With the demise of religious authority so society has taken it upon itself to issue its own dogma. Thou shalt be productive, a success, attractive, sociable, a conformer, an adopter of acceptable roles (father, mother, a businessperson, a priest). Once again, this dogma is used to control the behavior of the masses because without punishing social disapproval people might move toward anarchy.
The same dynamics apply in so-called spiritual traditions. It is much easier to issue dogma than it is to encourage understanding. A classic example of this can be found in the Gurdjieff tradition. That we should not express negative emotions is now an established part of a deformed set of behaviors that Gurdjieff did not actually specify. The act of not expressing negative emotions was Ouspensky’s baby; Gurdjieff never mentions it in any of his writings. All kinds of nonsense are associated with this dictate; that it allows a person to build up certain energy to help them build an astral body – and numerous variations on this theme. This is the way of dogma and ignorance.
If a person could come to understand the nature of the emotions and more generally the nature of life, they would be less inclined to negative emotions in the first place and hence would not need to inhibit their expression. Such understanding is not easily come by, but with persistence, it is possible to acquire it. The alternative is the way of dogma and a half-formed human being capable of doing something (not expressing negative emotions) but ignorant of why. This could be one way to form stupid saints.

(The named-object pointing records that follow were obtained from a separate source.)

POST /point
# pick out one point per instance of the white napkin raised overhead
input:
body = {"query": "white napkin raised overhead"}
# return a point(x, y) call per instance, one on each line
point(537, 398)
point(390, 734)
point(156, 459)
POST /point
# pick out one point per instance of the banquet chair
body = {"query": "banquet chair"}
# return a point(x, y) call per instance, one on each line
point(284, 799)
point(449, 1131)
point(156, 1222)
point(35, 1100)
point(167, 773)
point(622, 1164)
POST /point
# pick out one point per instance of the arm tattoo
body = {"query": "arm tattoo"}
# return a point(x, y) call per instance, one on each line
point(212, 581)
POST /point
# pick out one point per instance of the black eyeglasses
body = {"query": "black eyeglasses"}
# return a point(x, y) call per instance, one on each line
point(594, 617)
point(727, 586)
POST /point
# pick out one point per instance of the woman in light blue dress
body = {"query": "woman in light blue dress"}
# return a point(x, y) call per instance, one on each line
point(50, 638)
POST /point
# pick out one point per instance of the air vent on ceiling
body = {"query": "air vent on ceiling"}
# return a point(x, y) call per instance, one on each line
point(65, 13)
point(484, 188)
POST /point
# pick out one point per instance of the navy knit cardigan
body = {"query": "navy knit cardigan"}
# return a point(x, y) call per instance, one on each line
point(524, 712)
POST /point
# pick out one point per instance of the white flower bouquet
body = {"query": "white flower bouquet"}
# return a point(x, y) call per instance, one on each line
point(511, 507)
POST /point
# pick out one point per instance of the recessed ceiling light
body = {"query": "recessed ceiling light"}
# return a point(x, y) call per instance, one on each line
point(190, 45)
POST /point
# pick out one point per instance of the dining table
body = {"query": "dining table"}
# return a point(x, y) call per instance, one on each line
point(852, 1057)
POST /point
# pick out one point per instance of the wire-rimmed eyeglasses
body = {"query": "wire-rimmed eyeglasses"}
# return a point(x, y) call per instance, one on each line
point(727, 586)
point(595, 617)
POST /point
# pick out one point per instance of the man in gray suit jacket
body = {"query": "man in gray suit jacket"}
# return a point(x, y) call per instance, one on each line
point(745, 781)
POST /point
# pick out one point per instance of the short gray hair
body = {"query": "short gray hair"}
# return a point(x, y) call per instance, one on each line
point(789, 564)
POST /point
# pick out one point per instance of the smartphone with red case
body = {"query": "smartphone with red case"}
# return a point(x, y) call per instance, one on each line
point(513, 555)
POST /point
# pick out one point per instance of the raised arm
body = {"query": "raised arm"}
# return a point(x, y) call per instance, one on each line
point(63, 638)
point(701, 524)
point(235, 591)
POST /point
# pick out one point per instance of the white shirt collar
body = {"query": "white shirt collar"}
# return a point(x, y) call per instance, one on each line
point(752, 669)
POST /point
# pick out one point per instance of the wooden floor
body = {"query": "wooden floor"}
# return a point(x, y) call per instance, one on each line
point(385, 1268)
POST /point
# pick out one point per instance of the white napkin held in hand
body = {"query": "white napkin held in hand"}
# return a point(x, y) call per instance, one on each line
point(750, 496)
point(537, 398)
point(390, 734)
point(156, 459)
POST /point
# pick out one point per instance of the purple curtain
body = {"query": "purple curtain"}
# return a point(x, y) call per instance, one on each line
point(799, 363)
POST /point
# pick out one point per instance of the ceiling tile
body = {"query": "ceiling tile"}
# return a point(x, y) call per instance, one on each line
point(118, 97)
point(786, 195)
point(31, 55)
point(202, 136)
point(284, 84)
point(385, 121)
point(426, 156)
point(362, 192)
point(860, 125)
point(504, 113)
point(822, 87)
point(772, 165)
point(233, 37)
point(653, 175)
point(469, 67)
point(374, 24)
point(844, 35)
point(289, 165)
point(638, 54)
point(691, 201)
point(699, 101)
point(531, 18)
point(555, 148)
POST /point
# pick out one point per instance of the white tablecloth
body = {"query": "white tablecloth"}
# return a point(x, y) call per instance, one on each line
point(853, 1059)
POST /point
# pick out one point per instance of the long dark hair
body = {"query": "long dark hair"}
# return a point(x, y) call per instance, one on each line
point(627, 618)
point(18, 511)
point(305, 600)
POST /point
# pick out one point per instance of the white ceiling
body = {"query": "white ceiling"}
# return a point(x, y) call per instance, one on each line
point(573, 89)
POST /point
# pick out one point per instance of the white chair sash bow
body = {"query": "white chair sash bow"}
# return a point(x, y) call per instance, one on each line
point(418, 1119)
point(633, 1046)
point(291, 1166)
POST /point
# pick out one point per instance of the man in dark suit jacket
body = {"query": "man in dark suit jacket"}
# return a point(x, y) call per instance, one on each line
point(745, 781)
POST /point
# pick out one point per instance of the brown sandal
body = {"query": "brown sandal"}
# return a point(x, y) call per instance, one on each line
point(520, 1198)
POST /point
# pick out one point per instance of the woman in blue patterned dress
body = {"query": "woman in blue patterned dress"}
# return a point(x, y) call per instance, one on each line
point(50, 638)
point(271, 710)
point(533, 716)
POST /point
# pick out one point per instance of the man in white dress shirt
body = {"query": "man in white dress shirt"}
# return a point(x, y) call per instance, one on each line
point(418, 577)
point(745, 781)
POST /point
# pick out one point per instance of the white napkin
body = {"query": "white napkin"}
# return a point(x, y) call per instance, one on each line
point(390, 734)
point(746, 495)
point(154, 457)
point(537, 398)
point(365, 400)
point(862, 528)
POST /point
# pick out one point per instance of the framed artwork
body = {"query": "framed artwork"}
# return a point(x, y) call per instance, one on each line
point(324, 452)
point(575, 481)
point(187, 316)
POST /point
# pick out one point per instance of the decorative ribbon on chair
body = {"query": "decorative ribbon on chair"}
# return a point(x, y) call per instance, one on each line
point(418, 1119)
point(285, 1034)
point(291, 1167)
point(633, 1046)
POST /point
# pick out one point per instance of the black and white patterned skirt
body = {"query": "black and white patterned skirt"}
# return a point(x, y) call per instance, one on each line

The other problem with dogma is that by its very nature it can specify only a discrete set of rules. If circumstances occur that have not been covered by dogma, then a person is left floundering with the real possibility they destroy anything they have so far achieved through the dogma. An understanding of the laws and basic dynamics that are at play would allow a person to deduce how a situation should be treated.
Alas, the dominant tool of religions and spiritual traditions is that of dogma, and this certainly contributes to the poor results of such organizations and the possibility that a person is damaged by them. A way that embraces reason and understanding is a rare thing and will probably always remain so.
The way of dogma is a bottom-up approach; obey some rules and something useful might come from them. A top-down approach would say gain understanding and the good things will necessarily follow with no effort and no need for dogma. Spinoza states this beautifully in his Ethics:
Blessedness is not the reward of virtue, but virtue itself We do not enjoy blessedness because we keep our lusts in check. On the contrary, it is because we enjoy blessedness that we are able to keep our lusts in check.
Bring your inner state to one of understanding and everything else will fall into place.